Thursday, December 30, 2021

Jeopardy and Long-Running Champions

If because of the holidays you've been missing your nightly dose of Jeopardy, you might return to it and find that the world hasn't changed all that much for Amy Schneider, a computer engineer manager from Oakland California, who has anchored herself in the champion's lectern now for over 20 days and is due to take home at least over $800,000. She's in rare air. Her totals change each  day, ever upward.

My guess is long-running champions are good for ratings. I know when they had that two-week hiatus of "Professors Championship" I tuned out most nights. Boring.

But when the lights go up on the Alex Trebek stage and the introductions are made, there's Amy, a stout 40ish woman who if you look closely has a small nose ring attached to her left nostril. Well, she is from California. Doesn't Governor Gavin Newsom admit to having pierced nipples? TMI?

To me, Amy is at the upper range of age that Jeopardy contestants usually clock in at. There are never any contestants who are septuagenarians for instance. They can't get past the audition with TV show and song title clues that they know nothing about. When those categories come up, I'm ignorant.
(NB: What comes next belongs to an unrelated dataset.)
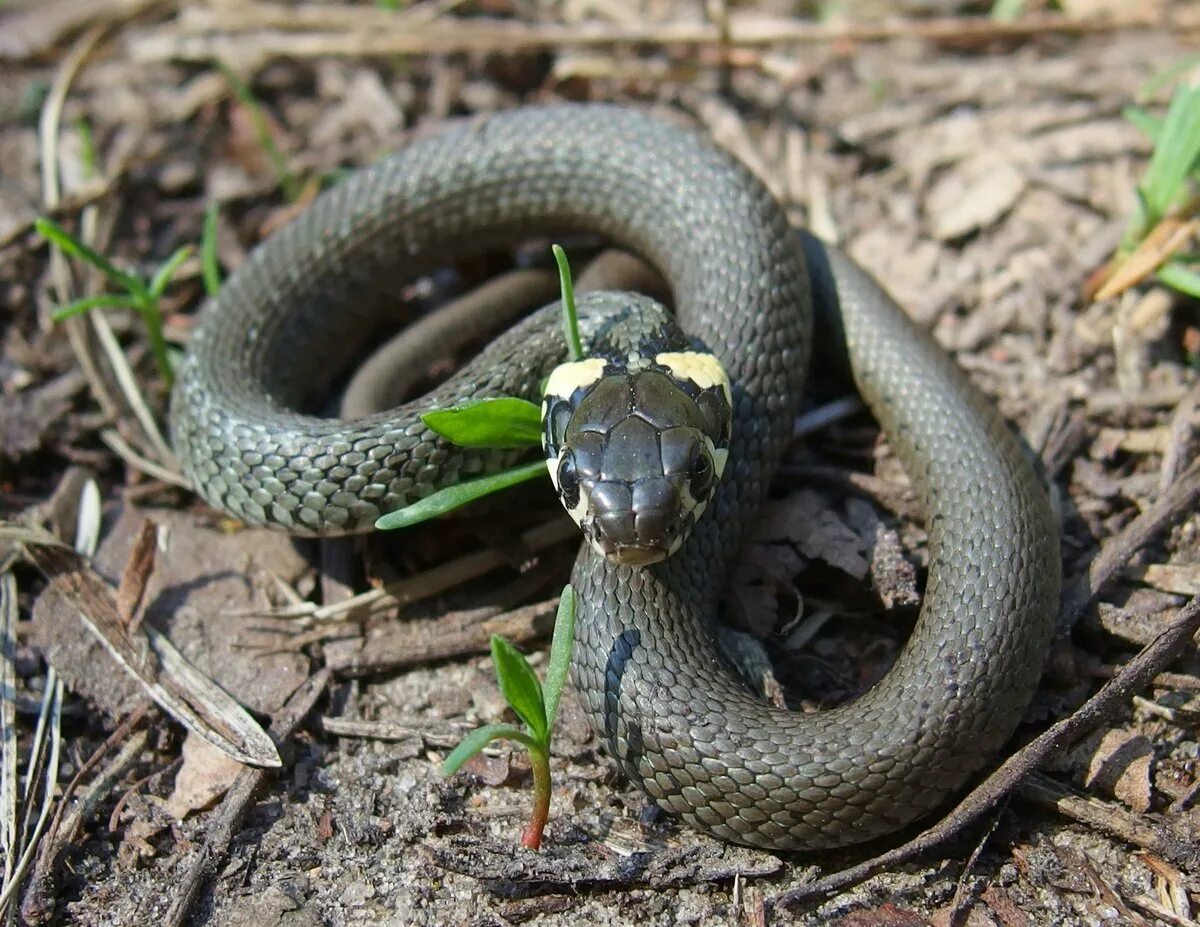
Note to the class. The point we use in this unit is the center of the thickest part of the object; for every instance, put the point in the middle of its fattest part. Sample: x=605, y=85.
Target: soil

The host Ken Jennings tries to create some drama, but Amy clicks off the answers like sinking the break ball in pool. She then proceeds to run the table, leaving the other contestants marooned at the lecterns vainly trying to buzz in, to no avail.
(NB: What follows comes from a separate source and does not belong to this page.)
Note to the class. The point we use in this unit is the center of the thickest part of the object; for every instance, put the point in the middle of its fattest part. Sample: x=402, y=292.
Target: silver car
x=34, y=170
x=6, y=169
Buzzing in is the key. No wasted motion. Amy doesn't play a tactical game by diving for the high value questions first. She starts at the top, and runs her way down. Sometimes you forget there are other contestants present.

And before you know it, she has amassed a sizeable margin. Her Daily Double bets are modest, and she generally sinks the 9 ball at the end by getting the Final Jeopardy answer right.

Only once last week she could have been caught when she overplayed her final bet. Had she gotten Final Jeopardy wrong and the other contestant was right, she would have been out of there.

The other contestants are so dominated by her that you wonder how they got on the show. We don't really know exactly when they have filmed these segments, but one of the questions yesterday involved knowing that Kathy Hochul was New York's first female governor.

Since Andrew Cuomo only resigned in August, paving the way for Ms. Hochul's succession, we know at least that there is some relative freshness to when these segments are filmed.

None of the three contestants identified the Hochul question correctly, but that was somewhat understandable since Amy is from the West Coast. But why the dunce in the middle, who was billed as being "from Brooklyn" didn't know the answer is beyond me.

But with Milennials, there  is a vast difference in being "from Brooklyn" (read living there; moved from somewhere else) and actually being from Brooklyn—like born dere, ya know?

Ken Jennings has pointed out how infrequently Amy misses the Final Jeopardy question. He says she's batting the best at it of all contestants he ever had the experience to work with. But for the most part, she doesn't even need the Final question to seal the deal. The other night she stood pat, bet nothing, but knew the answer anyway.

Because the buzzer means everything, you don't really know if the other contestants don't know the answer, or are just not able to out finger press the champion.

Amy's 21 day total now has her over $800,000—rare air indeed. It will be interesting to see if she can end the year still as the champion.

You just don't know. She might turn out to be the Eveready Bunny—GOAT.